By STEVEN LANG
Chair of the Electoral Commission (IEC), Glen Mashinini, has announced that his organisation will be ready to implement the Political Party Funding Act from 1 April 2021. At a media conference on Friday, he assured journalists that this is no April Fool’s joke.
The date was chosen because it coincides with the start of a new financial year for the public sector and political parties.
The purpose of the Act is to improve transparency around political party funding ahead of local government elections due to be held between August and November this year. Greater transparency is deemed necessary because according to the old maxim, he or she, who pays the piper calls the tune.
Mashinini said, “Transparency and information is a foundation for free and fair elections and this Act will go a long way in providing information to voters, the media, civil society and all other stakeholders on how political parties are privately funded”.
It is therefore clear that the objectives of the Act is to enhance democracy by letting the public know who is calling the shots in the political parties. Voters want to know which company is sponsoring that party’s conference; who is paying for the upkeep of their headquarters and how can a party leader afford such expensive Italian shoes?
Who is calling the tune?
The new Funding Act is a good thing. It must be because South African political parties have always touted their commitment to transparency and denounced the other parties for their lack of the same.
Transparency and democracy go hand in glove with each other. You can’t have one without the other and our politicians claim to be passionate about democracy.
If all parties are so enthusiastic about transparency why has it taken so long to draft and eventually implement the Political Party Funding Act?
Deep concerns about the funding of political parties predate the advent of democracy in 1994. It was however, only in 2004 that the Institute for Democracy in South Africa (IDASA) launched a court case attempting to force the four main political parties at that time to disclose the sources of their funding.
The parties countered with concerns about losing donors if their contributions were revealed to the public. After much legal argument, the High Court decided that political parties were private entities and therefore not required to disclose information about their donors.
Nevertheless, in private conversations, the DA said they were willing to reveal the sources of their funding if the other parties did the same.
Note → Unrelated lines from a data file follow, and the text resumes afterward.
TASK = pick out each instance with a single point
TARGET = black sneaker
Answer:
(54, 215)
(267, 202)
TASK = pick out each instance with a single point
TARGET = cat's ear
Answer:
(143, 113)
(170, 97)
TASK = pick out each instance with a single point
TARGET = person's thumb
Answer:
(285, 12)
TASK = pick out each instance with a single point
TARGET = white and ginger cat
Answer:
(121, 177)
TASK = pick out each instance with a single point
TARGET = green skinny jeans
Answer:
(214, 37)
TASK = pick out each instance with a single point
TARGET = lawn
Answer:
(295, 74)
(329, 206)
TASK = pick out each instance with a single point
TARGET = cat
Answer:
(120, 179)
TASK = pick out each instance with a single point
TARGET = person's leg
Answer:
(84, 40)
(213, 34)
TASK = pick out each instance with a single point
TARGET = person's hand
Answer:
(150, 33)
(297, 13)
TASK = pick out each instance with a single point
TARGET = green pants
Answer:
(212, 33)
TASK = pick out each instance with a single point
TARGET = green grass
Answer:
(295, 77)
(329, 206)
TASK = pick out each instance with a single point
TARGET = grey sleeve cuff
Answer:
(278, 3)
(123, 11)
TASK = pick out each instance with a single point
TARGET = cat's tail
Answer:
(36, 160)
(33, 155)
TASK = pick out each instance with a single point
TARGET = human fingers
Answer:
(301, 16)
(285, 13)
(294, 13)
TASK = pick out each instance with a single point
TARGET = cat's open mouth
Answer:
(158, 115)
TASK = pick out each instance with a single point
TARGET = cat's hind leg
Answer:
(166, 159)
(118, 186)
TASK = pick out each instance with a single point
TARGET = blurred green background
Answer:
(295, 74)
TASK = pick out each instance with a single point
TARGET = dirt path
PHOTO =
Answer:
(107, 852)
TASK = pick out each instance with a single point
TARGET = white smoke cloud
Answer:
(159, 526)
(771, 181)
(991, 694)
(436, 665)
The ANC called for greater transparency in party funding in resolutions at both the 2007 and 2012 elective conferences.
In spite of broad agreement on the need for such legislation, it was only promulgated in 2018 and then the professionals took another two years to draw up appropriate regulations for the implementation of the Act.
Having good legislation is wonderful, but it will not change anything if it is not implemented properly and in good faith. South Africa has many excellent Acts and an outstanding Constitution, but the laws are often poorly adhered to and sometimes completely disregarded by those who are supposed to apply them.
Chief Electoral Officer of the IEC, Sy Mamobolo, appeared to be mindful that the implementation of the Act depended more on the integrity of stakeholders than anything else.
He warned, “The successful implementation of the new party funding disclosure framework will rely heavily on self-regulation and compliance. We do not want to be the party funding transparency police. We want to be the party funding transparency facilitators”.
The regulated will be their own regulators.